How MVs work in ClickHouse
Materialized views in ClickHouse aren’t periodic snapshots like in Postgres. They’re triggers. When rows land in the source table, the MV runs its query against that batch and writes the result to a target table.
flowchart LR
A[INSERT into source] --> B[MV fires]
B --> C[Transforms the batch]
C --> D[Writes to target table]
Great for real-time aggregation. The catch is it only processes new inserts. Anything already in the source table before the MV existed gets ignored.
The problem
Say you have an MV rolling up events into hourly counts:
CREATE MATERIALIZED VIEW events_hourly_mv TO events_hourly
AS SELECT
toStartOfHour(event_time) AS hour,
event_type,
count() AS total
FROM events
GROUP BY hour, event_type;
New data gets processed. Historical data doesn’t.
flowchart TB
subgraph Already in table
H[Historical data]
end
subgraph New inserts
N[New events arriving]
end
N --> MV[MV trigger]
MV --> T[events_hourly]
H -. "never processed" .-> MV
style H fill:#fb4934,stroke:#504945,color:#282828
What doesn’t work
Manually inserting into the target means copy-pasting the MV query and hoping it matches exactly. Once you’re dealing with *State combinators like quantileState, any small mismatch means inconsistent data.

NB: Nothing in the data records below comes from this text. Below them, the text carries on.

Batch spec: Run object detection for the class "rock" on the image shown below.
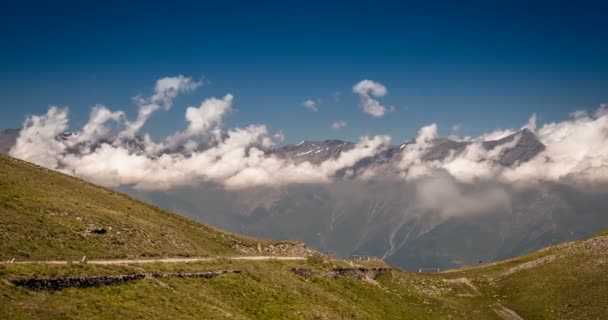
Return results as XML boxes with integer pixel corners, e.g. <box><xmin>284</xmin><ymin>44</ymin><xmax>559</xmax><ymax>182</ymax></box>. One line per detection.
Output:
<box><xmin>84</xmin><ymin>226</ymin><xmax>108</xmax><ymax>234</ymax></box>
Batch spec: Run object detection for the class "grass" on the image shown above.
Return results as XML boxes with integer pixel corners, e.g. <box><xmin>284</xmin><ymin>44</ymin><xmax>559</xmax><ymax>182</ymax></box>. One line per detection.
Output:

The POPULATE keyword has a race condition. Rows arriving while it runs can get missed. The ClickHouse docs warn against using it in production.
The Null table trick
ClickHouse has a Null table engine. It’s /dev/null for tables. Anything inserted gets discarded. But materialized views attached to it still fire. The data gets thrown away, but not before the MV processes it.
flowchart LR
S[Read from source] --> N["Insert into Null table"]
N --> MV[MV fires]
MV --> T[Target table]
Create a temporary Null table, attach a copy of your MV pointing at the same target, and replay historical data through it. Raw rows get discarded, aggregated results land where they should.
Step by step
Create the Null table with just the columns your MV needs:
CREATE TABLE events_null (
event_time DateTime,
event_type String
) ENGINE = Null;
Attach a materialized view with the same transformation:
CREATE MATERIALIZED VIEW backfill_mv TO events_hourly
AS SELECT
toStartOfHour(event_time) AS hour,
event_type,
count() AS total
FROM events_null
GROUP BY hour, event_type;
Replay historical data through it in chunks:
INSERT INTO events_null
SELECT event_time, event_type FROM events
WHERE event_time >= '2025-11-01' AND event_time < '2025-12-01';
INSERT INTO events_null
SELECT event_time, event_type FROM events
WHERE event_time >= '2025-12-01' AND event_time < '2026-01-01';
Clean up:
DROP VIEW backfill_mv;
DROP TABLE events_null;
Chunking matters. If you replay everything in one go and it fails halfway, you’re starting from scratch. With chunks, you know exactly which range to retry.
Watch out for duplicates
If your target uses SummingMergeTree or AggregatingMergeTree, running the same chunk twice will double-count. Drop the affected partition from the target before retrying a failed chunk.
Why this works well
Same transformation logic for backfill and live data. No copy-pasting queries. Memory stays predictable because it processes block by block. And your production pipeline keeps running the whole time.